Learning about new things
This conference, I resolved to learn more about K-12 online education. I feel like I’m at the start of that journey, and both the session I attended on the subject, and conversations I had are helping clarify some of my thinking on this subject. I’m not sure what conclusions I’ve come to, but it’s clear that this is a trend that is moving rapidly, and has already outpaced my sluggish attentions to it.
I was supposed to look for new iPad and iPod Touch applications for ELD and other ELD resources. I did not do as a good a job on that particular endeavor.
Finding out more about things that are critical to my practice
Once again, I think I was more focused on the big picture of issues like Common Core, and K-12 Online, and did not pay as much attention to applications in the classroom, etc. I look to EduCampSFBay, which will be smaller, and less structured, to fill in that gap. The timing, before I return to school, will also be helpful.
ISTE at an intersection
I feel like I’m at crossroads in my practice, and in how I did this conference. I think that ISTE itself is in a transition, and it wasn’t always pretty. The opening keynote looks stranger, and stranger as time goes by. Taped video remarks from Secretary Arne Duncan representing the forces of technology as more of the same (but pretending to be different), Sir Ken Robinson leading a panel discussion (not his forte, IMHO), and a mixed bag of panelists. It all has the feeling of the “blender” approach–throw in a bunch of stuff I like and a little I don’t and the strawberries will hid the flavor of the kale! I don’t know if it’s in its death throes, but iSTE may be past the point of pleasing all its constituencies.
Why can’t we be friends?
There is something about online and EdTech that does not always bring out the best in all of us. I heard of at least two roommate fiascoes and one Twitter-based fallout between folks who’ve known each other since back in the EdTech-day. I’m just going to say, this doesn’t seem to happen at ASCD or other types of conferences. I think getting to know each other online can put pressure on us when we do finally meet face-to-face. I also wonder if the newness, and the fact that we can build constituencies and followers outside the academy attracts a certain personality, shall we say. I may have that personality myself.

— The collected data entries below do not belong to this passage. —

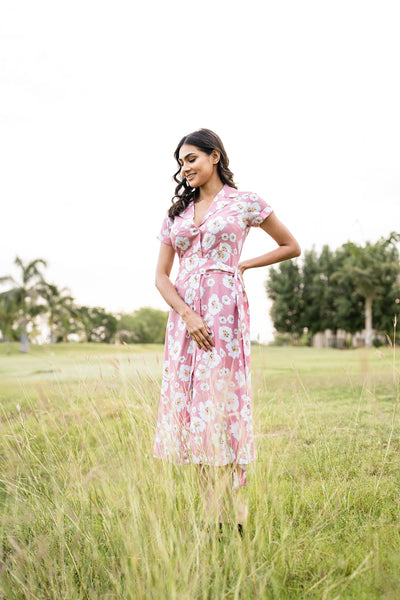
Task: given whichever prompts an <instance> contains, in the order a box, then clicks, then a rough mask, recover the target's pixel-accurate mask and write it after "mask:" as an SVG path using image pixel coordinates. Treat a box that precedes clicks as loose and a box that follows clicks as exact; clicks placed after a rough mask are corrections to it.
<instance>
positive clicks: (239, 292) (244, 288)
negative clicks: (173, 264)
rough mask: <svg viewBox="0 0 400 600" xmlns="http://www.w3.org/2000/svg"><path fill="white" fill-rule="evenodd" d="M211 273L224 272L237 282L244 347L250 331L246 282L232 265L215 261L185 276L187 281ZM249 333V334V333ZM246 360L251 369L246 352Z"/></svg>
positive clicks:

My take-away? Pick your roommates very carefully. Once you find a good conference buddy for travel or sharing a room, stick with them. My critical question is not, will they entertain me for 9 hours straight (the drive time from this conference back home), but are they comfortable with long silences that result from a trip that is that long. Even with a roommate, you’re spending all day talking to people at the conference. I really appreciate someone who is happy to just sit quietly for a bit and let it all sink in.